# Tennis Ball Slingshot Mod Questions Idea Insanity



## thraex (Jan 13, 2016)

Hello all! I am determined to mod a Hyper Pet Tennis Ball Slingshot designed for dogs for a game and I hear the stock bands they use are crap and break quickly. I need to mod them to fire ideally hundreds of shots without breaking with as much or more power so I was thinking theraband but the slingshots are designed for tubing bands, so I am wondering if any experience modders/builders have any ideas for the most economical/simplest way to convert these to use therabands or if there is a powerful/reliable tubing band that can shoot tennis balls. I saw a mod where a standard tube slingshot's limbs were bent to be able to use therabands but that slingshot had "H" shaped limbs whereas the Hyper Dog limbs are "V" shaped so I'm not sure if that would work right with therabands since they would be at an angle and not shooting "flat" unless they were bent twice on each limb. Thanks in advance for your insight!

Pictures below of the slingshot I'm referring to.


----------



## treefork (Feb 1, 2010)

Very simple . The existing fork can accept flats . Cut off the existing bands leaving the prongs covered and protected with a short piece of tube . Now lay you flats on the fork prong and wrap and tuck with a thin piece of latex strip . This is one of the methods used to secure flats to any wire frame . It's very secure . Done .


----------



## treefork (Feb 1, 2010)

Here is a picture :


----------



## treefork (Feb 1, 2010)

A video


----------



## Imperial (Feb 9, 2011)

theraband has tubes, theratubes


----------



## Viper010 (Apr 21, 2012)

Simple question, simple answers.
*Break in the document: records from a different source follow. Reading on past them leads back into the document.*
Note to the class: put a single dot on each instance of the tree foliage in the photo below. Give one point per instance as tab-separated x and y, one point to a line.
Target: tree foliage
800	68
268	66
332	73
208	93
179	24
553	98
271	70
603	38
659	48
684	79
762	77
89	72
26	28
Don't you just love this forum?


----------



## thraex (Jan 13, 2016)

treefork said:


> Very simple . The existing fork can accept flats . Cut off the existing bands leaving the prongs covered and protected with a short piece of tube . Now lay you flats on the fork prong and wrap and tuck with a thin piece of latex strip . This is one of the methods used to secure flats to any wire frame . It's very secure . Done .


Thank you, I'm going to try this method, seems very simple and seems like it would work great.


----------



## JediMike (Jan 1, 2015)

A+ Slingshots make a heavy slingshot tube you could launch an anvil with...


----------